East Mesa lawmaker on hot seat with governor over water bill
March 5, 2018
By Howard Fischer
An East Mesa legislator has drawn the governor’s ire for helping to push legislation that would undermine the state’s conservation efforts that enable it to keep drawing water from the Colorado River.
Top officials in the Ducey administration are reaching out to the media – and, by extension, the public – to blunt efforts by Republican State Rep. Rusty Bowers and Cochise County Sen. Gail Griffin that would allow developers to circumvent requirements that they show there is sufficient water to sustain their projects.
Tom Buschatzke, director of the Department of Water Resources, also said there are flaws in language designed to deal with whether there really is water for development in Pinal County.
But Kirk Adams, the governor’s chief of staff, said the real problem with the measure is what it lacks: a clear water-conservation plan that would preserve Arizona’s ability to keep withdrawing water from the Colorado River in the face of the ongoing drought.
Adams said that is crucial because the level of Lake Mead is reaching a critical low. And at that point, the multi-state deal that resulted in federal dollars to build the Central Arizona Project would shut off Arizona’s water supply.
Gov. Doug Ducey’s top aide said he and his staff are working directly with both Griffin and Bowers in a bid to make changes.
But he also has taken the unusual – and possibly unprecedented – step of reaching out to reporters to generate stories designed to put pressure on lawmakers to make the legislation, up for debate this coming week, more acceptable to the governor.
Griffin expressed some surprise when being informed of the outreach effort, but would only say, “That’s interesting.’’
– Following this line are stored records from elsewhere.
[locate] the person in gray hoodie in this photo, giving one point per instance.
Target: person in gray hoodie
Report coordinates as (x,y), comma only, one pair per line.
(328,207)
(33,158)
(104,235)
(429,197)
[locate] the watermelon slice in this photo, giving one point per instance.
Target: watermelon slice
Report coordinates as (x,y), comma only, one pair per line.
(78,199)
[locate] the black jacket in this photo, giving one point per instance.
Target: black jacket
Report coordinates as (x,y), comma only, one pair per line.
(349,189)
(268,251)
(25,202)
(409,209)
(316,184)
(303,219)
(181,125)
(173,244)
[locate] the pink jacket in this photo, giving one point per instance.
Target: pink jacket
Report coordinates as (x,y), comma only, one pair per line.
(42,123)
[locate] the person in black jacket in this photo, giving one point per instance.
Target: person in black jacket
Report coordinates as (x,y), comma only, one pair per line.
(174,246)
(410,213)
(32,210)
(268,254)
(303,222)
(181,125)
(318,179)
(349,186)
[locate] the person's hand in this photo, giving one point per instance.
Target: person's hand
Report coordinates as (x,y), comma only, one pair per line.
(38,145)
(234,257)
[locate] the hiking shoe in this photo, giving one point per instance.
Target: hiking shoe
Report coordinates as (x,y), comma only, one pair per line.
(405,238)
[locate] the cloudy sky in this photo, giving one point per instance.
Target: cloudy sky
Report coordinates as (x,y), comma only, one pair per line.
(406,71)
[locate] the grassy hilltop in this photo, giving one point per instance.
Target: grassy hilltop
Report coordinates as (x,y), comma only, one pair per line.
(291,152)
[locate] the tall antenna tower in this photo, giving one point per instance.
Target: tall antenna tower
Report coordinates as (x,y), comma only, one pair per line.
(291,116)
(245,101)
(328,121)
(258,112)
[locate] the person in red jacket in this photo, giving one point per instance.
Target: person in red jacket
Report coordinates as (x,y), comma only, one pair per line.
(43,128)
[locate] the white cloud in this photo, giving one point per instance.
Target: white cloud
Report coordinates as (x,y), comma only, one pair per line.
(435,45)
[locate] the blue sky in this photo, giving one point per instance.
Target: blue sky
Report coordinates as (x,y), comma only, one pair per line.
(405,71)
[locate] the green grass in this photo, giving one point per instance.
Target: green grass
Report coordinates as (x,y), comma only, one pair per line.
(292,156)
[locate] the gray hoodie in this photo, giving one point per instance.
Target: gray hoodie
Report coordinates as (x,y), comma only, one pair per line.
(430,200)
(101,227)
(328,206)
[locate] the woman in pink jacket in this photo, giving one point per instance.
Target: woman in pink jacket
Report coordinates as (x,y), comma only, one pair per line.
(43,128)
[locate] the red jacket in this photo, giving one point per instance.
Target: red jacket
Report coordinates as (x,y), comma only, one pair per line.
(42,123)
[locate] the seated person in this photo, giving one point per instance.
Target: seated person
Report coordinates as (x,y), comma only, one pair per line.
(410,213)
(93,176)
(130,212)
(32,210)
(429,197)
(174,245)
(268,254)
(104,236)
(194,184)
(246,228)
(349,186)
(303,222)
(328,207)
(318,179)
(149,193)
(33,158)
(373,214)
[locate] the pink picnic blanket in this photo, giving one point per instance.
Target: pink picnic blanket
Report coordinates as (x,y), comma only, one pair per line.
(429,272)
Adams said this isn’t the first time the governor and his top aides have taken such action in promoting legislation. He said that’s the process that occurred before Ducey introduced a comprehensive measure designed to deal with opioid addiction.
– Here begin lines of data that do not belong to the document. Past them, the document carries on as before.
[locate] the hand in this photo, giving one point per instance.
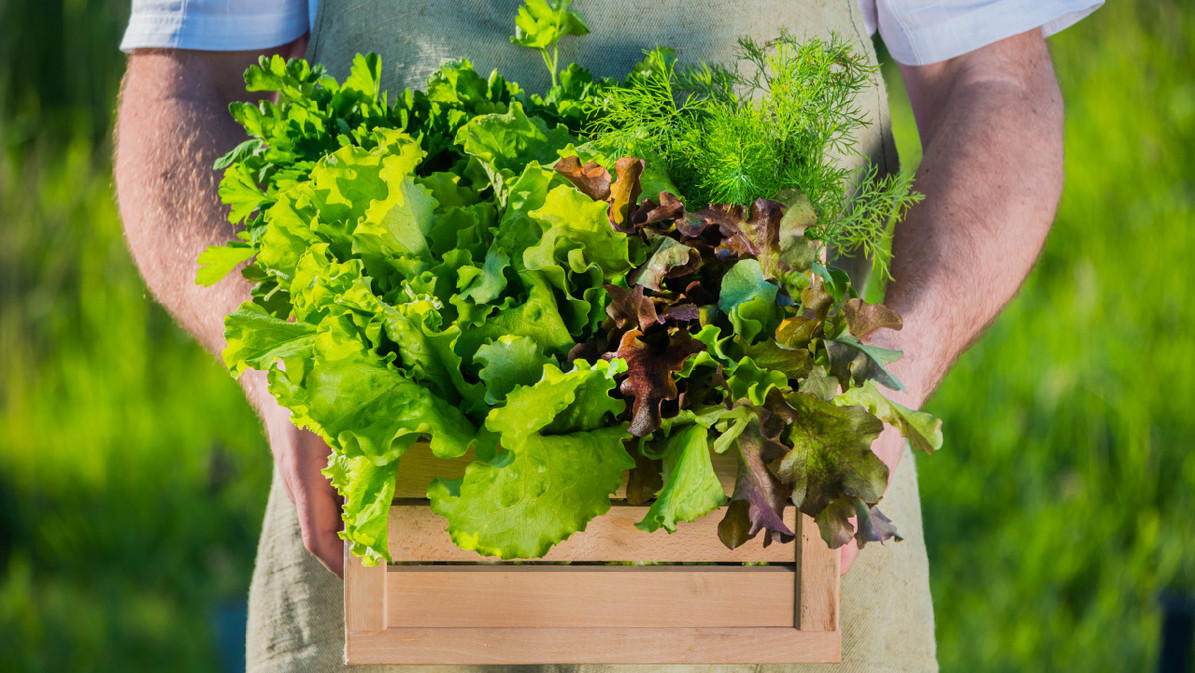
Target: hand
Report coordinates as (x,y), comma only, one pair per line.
(300,456)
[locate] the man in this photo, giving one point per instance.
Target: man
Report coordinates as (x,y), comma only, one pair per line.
(990,117)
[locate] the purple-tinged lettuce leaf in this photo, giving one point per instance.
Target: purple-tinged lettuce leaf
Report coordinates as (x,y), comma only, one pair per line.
(630,309)
(624,194)
(590,178)
(863,318)
(669,259)
(831,454)
(650,374)
(870,525)
(763,494)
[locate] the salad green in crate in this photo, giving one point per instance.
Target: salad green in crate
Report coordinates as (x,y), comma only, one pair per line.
(611,276)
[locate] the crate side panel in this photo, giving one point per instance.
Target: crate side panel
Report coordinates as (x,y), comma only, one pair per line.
(817,567)
(365,595)
(459,646)
(535,598)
But the difference is that this public outreach is occurring after lawmakers have introduced a measure with things Ducey does not want and missing things he does. Adams said that what’s at stake here requires such action.
“Not all issues are created equal,’’ Adams said. “Water is of critical importance to the future of the state. And it requires proactive management, proactive thought. And that’s what the governor’s bringing to the table here.’’
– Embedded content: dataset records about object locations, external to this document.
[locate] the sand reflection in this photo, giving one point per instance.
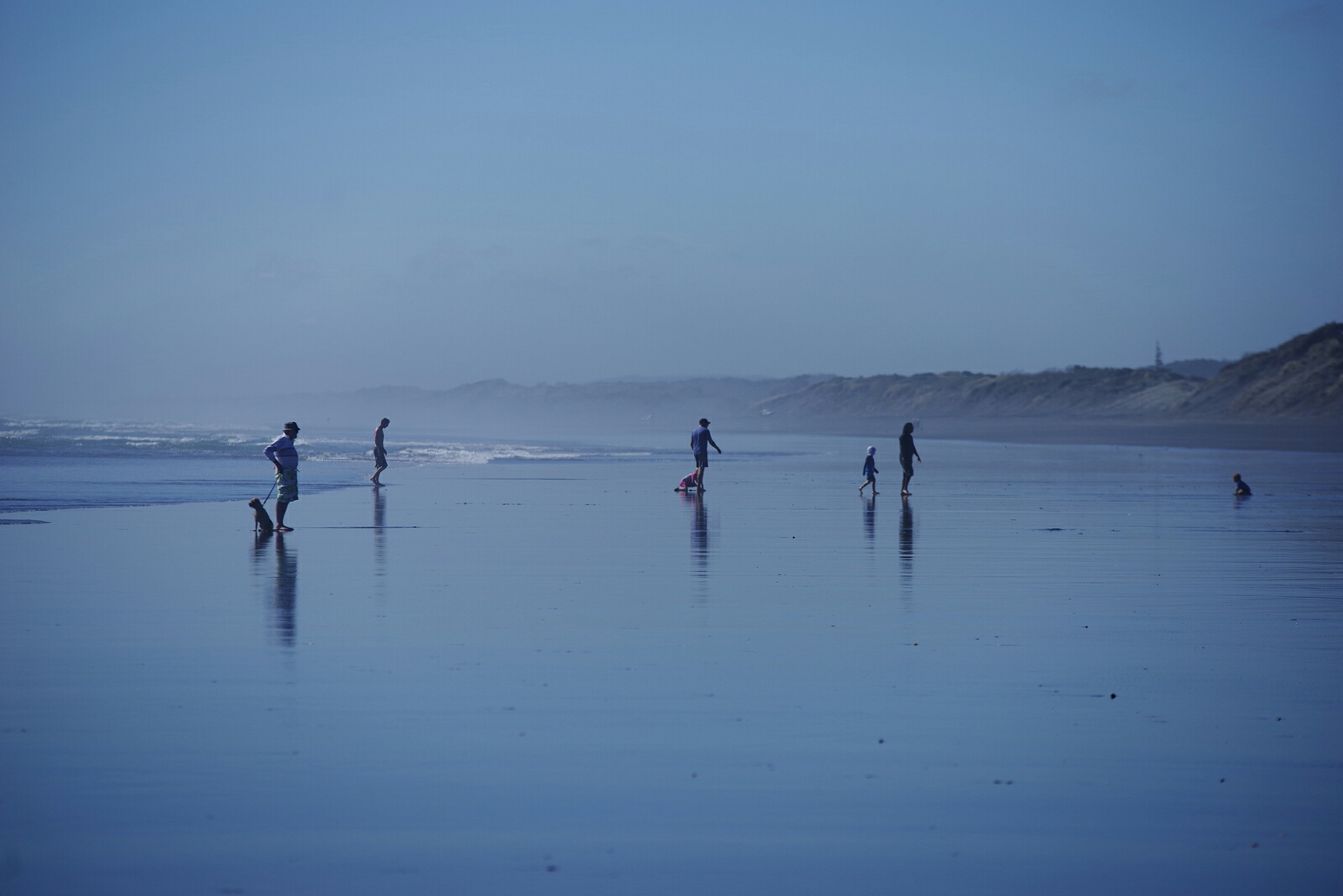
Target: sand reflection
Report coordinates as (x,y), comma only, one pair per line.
(379,535)
(907,548)
(698,533)
(284,585)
Ducey made it clear he would use his power to veto any bill that threatened Arizona’s access to water. He vetoes two separate bills by Griffin in 2016 with provisions virtually identical to some of what she is trying to push now, saying they would have undermined the historic 1980 Groundwater Management Act.
That law resulted in five “active management areas.’’
For the Phoenix, Prescott and Tucson areas, the goal is “safe yield’’ by 2025 when the amount of groundwater withdrawn is no more than recharge. Pinal and Santa Cruz have other goals.
Outside those areas, developers must get a determination from the Department of Water Resources on whether there is a 100-year assured water supply.
The lack of that, however, does not prevent them from building. But they do have to disclose that fact to initial buyers.
That law does allow counties to mandate that 100-year showing of adequate water before construction can begin. Cochise and Yuma have adopted ordinances that pretty much are irreversible.
The new bills would require supervisors to revisit those ordinances regularly. It would take a unanimous vote to renew; anything short of that would make the requirement disappear.
That is something that some developers want.
Ducey made his views clear in vetoing the 2016 measure.
“We’re not going to allow bills that get in the way of the 1980 Groundwater Management Act or take away from the work of the people that have come before I came into office in protecting Arizona’s water,’’ he said at the time.
He added it would “encourage a patchwork of water ordinances throughout our cities and leave our water supplies in peril.’’
That view has not changed.
“This bill, in its current form, falls short,’’ Adams said, contending that provision and others “actually turn back the clock on water management and actually undermine consumer protections, particularly as it relates to adequate water supply and assured water supply.’’
That question of water rights in Pinal County addresses parallel issues.
“It does not have any conservation measures in there relative to keeping the levels of Lake Mead where they need to be to avoid shortages,’’ Adams said. And that, he said, is “forbearance.’’
Put simply, it allows those who have rights to draw water from the Colorado River to make a conscious decision to leave some of it in the river now, maintain “title’’ to it and keep the right to withdraw it at some later date.
They can do that now. But Buschatzke said the only way to make it work is with state oversight and enforcement.
He said the Central Arizona Water Conservation District, one of the users, has done that in the past, but in consultation with partners in California, Nevada and the federal government “and asking everyone else to just trust them,’’ including other Colorado River water users.
“There’s no public process that allows the people to weigh in on whether that reduction in use is legitimate or not,’’ Buschatzke said.
He said the governor wants not only a public process but also verification that the water being left in the river actually represents a decrease in what is being used, not just what they have the legal right to withdraw.